The point is -- Indians owning up to English has a really long history, contrary to the usual diasporic fantasies that by speaking English as Indians in the US, we are losing or rejecting a "native" tongue to which English is foreign.

At the same time, though, there's no doubt that diasporic desi filmmaking -- English filmmaking especially -- is a distinct, colorful voice, not the same desi-Indian voices that might have come before. Look at Gurinder Chadha. I don't know anyone who actually liked Bride and Prejudice, Chadha's 2004 desi remake of Jane Austen's classic starring the stunning Aishwarya Rai. But I admired the gutsy-ness of it. Who'd have ever thought to sing Bollywood-style songs in English, while trying to portray a middle-class family in Amritsar? Gotta hand it to her for thinking outside the box, not falling prey to the same old dichotomies, recognizing the perfectly Indian families who speak English at home just as often as they speak any other language.

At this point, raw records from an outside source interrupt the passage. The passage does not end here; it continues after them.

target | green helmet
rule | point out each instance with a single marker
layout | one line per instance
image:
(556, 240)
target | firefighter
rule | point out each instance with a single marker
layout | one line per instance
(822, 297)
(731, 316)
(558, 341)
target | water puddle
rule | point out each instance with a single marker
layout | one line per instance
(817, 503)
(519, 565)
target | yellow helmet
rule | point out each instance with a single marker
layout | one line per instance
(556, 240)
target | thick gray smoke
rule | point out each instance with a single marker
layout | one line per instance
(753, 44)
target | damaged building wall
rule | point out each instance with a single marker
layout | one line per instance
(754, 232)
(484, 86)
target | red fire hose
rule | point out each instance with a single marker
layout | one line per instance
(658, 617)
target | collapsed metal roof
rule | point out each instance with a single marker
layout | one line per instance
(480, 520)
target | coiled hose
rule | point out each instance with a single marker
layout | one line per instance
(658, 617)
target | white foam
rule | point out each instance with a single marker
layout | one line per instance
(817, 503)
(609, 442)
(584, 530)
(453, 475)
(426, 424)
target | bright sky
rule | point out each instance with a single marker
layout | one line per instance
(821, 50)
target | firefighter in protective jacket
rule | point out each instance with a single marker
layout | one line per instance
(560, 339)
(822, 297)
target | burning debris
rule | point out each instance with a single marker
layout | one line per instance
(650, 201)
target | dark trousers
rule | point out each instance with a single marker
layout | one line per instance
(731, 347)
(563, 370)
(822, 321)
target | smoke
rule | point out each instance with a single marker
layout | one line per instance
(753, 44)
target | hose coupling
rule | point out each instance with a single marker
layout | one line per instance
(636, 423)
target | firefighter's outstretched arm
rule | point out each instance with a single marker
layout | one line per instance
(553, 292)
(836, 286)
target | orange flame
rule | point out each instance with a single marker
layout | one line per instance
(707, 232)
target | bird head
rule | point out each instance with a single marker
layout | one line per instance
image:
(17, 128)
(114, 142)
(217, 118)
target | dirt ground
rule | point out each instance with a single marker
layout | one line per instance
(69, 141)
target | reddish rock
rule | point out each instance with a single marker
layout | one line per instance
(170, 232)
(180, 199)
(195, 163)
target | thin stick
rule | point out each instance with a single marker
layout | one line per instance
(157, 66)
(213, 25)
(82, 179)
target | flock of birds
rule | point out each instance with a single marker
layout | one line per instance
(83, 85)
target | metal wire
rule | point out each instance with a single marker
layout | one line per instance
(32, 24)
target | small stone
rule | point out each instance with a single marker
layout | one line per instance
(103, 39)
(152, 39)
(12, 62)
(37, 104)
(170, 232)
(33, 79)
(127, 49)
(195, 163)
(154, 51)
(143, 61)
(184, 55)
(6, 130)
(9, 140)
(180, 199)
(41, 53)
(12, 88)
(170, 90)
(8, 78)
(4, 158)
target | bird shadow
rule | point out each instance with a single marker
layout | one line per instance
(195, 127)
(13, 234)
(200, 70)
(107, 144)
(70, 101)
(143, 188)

But when people go to see a Bollywood movie, they want a particular thing. Not Broadway-meets-Bollywood numbers of Punjabi sisters dancing in their nighties singing songs of adolescent romantic hope, even if one of those sisters is the gorgeous Aish herself. To have the whole entire song in a "foreign" language? It pushes the line.

Seriously, though, why not have English Bollywood? I think India's ready for it, has been ready for it, probably for a long time. It's us diasporic folks who have issues, who still want mother tongue to represent the old and English to represent the new -- which even the beautifully done Namesake falls into. It's us out here, not them over there, who are so one-dimensional in our view of tradition.